ERC Project: Circular RNA Therapeutics for Duchenne Muscular Dystrophy

RNA therapeutics is an emerging field explored in various types of diseases such as genetic disorders, cancer, inflammation and viral infections. Currently, most of the research focuses on the delivery of mRNA molecules that will transiently express a certain protein that can replace a defective protein or manipulate gene expression in the cells. My lab was the first to show systemic, cell-specific delivery of mRNA molecules in animals. Our approach was translated to several clinical trials in the field of infectious and monogenic diseases.

In replacement therapy, the main hurdle of using mRNA is the relative short half life of the mRNA. To address it, we suggest an approach for long-term expression: Circular RNA (circRNA), a covalently closed loop single stranded RNA that has a significant prolonged stability compared to linear mRNA. Thus, presents a great advantage in replacement therapy.

Duchenne muscular dystrophy (DMD) is caused by X-linked recessive mutation in dystrophin gene, leading to lack of functional dystrophin protein.
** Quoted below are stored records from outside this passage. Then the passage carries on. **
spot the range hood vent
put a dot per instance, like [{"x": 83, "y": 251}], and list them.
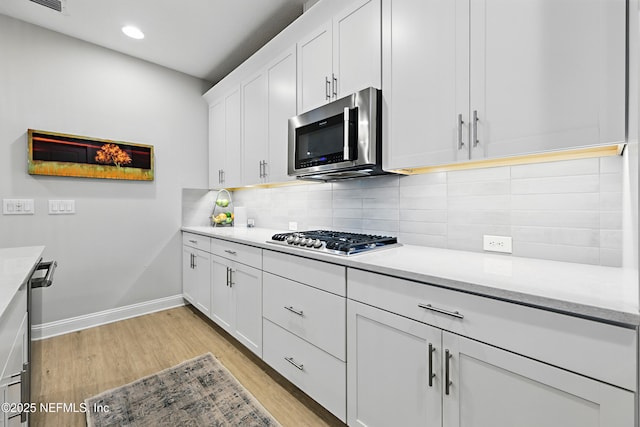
[{"x": 56, "y": 5}]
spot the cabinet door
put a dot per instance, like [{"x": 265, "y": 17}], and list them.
[
  {"x": 221, "y": 296},
  {"x": 495, "y": 388},
  {"x": 188, "y": 275},
  {"x": 314, "y": 69},
  {"x": 254, "y": 128},
  {"x": 246, "y": 285},
  {"x": 281, "y": 77},
  {"x": 217, "y": 149},
  {"x": 357, "y": 48},
  {"x": 202, "y": 291},
  {"x": 388, "y": 369},
  {"x": 425, "y": 81},
  {"x": 547, "y": 74},
  {"x": 232, "y": 176}
]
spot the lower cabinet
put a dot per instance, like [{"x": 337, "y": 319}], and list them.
[
  {"x": 404, "y": 372},
  {"x": 304, "y": 309},
  {"x": 196, "y": 278},
  {"x": 316, "y": 372},
  {"x": 14, "y": 359},
  {"x": 196, "y": 271},
  {"x": 236, "y": 301}
]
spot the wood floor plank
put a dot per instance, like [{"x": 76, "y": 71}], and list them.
[{"x": 70, "y": 368}]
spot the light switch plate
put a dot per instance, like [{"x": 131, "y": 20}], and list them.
[
  {"x": 62, "y": 207},
  {"x": 18, "y": 207}
]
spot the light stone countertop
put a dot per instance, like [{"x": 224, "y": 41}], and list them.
[
  {"x": 602, "y": 293},
  {"x": 15, "y": 266}
]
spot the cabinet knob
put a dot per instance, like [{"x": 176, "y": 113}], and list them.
[
  {"x": 293, "y": 362},
  {"x": 293, "y": 310}
]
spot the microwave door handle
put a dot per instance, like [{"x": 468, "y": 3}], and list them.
[{"x": 346, "y": 151}]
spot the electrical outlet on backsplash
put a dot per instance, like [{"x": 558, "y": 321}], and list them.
[{"x": 565, "y": 210}]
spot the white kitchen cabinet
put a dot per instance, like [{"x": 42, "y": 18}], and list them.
[
  {"x": 196, "y": 272},
  {"x": 497, "y": 388},
  {"x": 237, "y": 296},
  {"x": 14, "y": 359},
  {"x": 404, "y": 372},
  {"x": 225, "y": 153},
  {"x": 388, "y": 369},
  {"x": 304, "y": 309},
  {"x": 494, "y": 78},
  {"x": 340, "y": 57},
  {"x": 268, "y": 101}
]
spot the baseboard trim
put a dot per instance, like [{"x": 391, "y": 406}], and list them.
[{"x": 73, "y": 324}]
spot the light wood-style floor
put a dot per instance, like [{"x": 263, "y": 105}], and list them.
[{"x": 70, "y": 368}]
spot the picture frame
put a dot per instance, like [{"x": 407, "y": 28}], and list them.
[{"x": 61, "y": 154}]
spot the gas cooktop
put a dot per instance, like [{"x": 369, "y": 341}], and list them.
[{"x": 334, "y": 242}]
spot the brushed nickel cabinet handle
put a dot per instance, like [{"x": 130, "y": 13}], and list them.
[
  {"x": 447, "y": 381},
  {"x": 293, "y": 362},
  {"x": 293, "y": 310},
  {"x": 431, "y": 374},
  {"x": 327, "y": 88},
  {"x": 335, "y": 85},
  {"x": 474, "y": 125},
  {"x": 455, "y": 314},
  {"x": 460, "y": 124},
  {"x": 24, "y": 390}
]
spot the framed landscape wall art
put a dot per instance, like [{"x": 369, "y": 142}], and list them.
[{"x": 60, "y": 154}]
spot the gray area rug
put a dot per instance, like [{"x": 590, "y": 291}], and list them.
[{"x": 198, "y": 392}]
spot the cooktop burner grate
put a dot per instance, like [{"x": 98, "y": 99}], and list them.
[{"x": 336, "y": 242}]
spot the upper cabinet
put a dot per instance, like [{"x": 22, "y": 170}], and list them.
[
  {"x": 472, "y": 79},
  {"x": 268, "y": 101},
  {"x": 225, "y": 155},
  {"x": 340, "y": 57}
]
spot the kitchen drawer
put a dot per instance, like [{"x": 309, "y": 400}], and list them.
[
  {"x": 248, "y": 255},
  {"x": 316, "y": 316},
  {"x": 321, "y": 275},
  {"x": 595, "y": 349},
  {"x": 320, "y": 375},
  {"x": 196, "y": 241}
]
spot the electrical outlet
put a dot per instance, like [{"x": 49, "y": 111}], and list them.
[
  {"x": 497, "y": 244},
  {"x": 62, "y": 207},
  {"x": 18, "y": 207}
]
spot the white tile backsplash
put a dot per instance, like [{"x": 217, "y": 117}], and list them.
[{"x": 566, "y": 210}]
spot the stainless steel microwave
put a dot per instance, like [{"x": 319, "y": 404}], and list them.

This disease affects 1:5,000 males, causes a progressive loss of muscle tissues, ultimately leading to disability and premature death. Because DMD pathology is caused by the lack of functional dystrophin, restoring the function of dystrophin is a potential therapeutic strategy.
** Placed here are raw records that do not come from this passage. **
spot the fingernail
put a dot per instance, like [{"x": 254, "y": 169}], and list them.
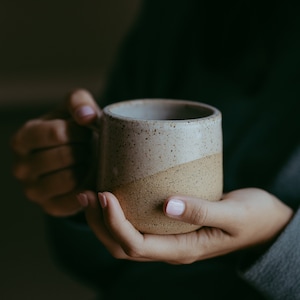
[
  {"x": 82, "y": 199},
  {"x": 85, "y": 111},
  {"x": 102, "y": 200},
  {"x": 175, "y": 207}
]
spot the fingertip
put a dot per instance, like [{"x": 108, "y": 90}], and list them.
[
  {"x": 85, "y": 114},
  {"x": 82, "y": 199},
  {"x": 83, "y": 107},
  {"x": 174, "y": 207},
  {"x": 102, "y": 200}
]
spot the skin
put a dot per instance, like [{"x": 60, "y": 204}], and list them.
[{"x": 49, "y": 153}]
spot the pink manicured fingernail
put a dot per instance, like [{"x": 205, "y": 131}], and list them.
[
  {"x": 175, "y": 207},
  {"x": 102, "y": 200},
  {"x": 83, "y": 199},
  {"x": 85, "y": 111}
]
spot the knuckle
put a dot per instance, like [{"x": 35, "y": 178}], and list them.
[
  {"x": 20, "y": 171},
  {"x": 198, "y": 215},
  {"x": 133, "y": 252},
  {"x": 57, "y": 132},
  {"x": 32, "y": 194}
]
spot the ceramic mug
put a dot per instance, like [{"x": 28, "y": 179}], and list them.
[{"x": 151, "y": 149}]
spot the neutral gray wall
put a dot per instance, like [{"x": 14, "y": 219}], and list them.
[{"x": 48, "y": 47}]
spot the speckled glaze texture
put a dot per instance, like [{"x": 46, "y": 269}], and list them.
[{"x": 154, "y": 148}]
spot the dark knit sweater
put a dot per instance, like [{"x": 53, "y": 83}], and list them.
[{"x": 244, "y": 58}]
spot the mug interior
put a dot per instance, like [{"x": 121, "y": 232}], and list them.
[{"x": 160, "y": 109}]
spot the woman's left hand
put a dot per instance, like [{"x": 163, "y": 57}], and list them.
[{"x": 242, "y": 219}]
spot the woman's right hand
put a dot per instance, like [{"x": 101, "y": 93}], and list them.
[{"x": 53, "y": 154}]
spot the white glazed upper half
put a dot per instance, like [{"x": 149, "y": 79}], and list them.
[{"x": 137, "y": 141}]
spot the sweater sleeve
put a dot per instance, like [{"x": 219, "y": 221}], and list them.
[{"x": 276, "y": 273}]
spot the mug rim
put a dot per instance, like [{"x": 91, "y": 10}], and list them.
[{"x": 109, "y": 110}]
As Lipid nanoparticles (LNPs) are the most clinically advanced candidate for RNA delivery platform, able to entrap large RNA payloads, herein we propose an innovative multidisciplinary approach for the specific delivery of circRNA-LNPs to muscle cells that will express the dystrophin protein and replace the defective one in a DMD mouse model.

The long-term expression of the circRNA will offer new hope for the treatment of monogenetic diseases such as DMD. This approach may ultimately become a novel therapeutic modality for DMD and open new avenues for implementing circRNAs for other types of genetic disorders and vaccines.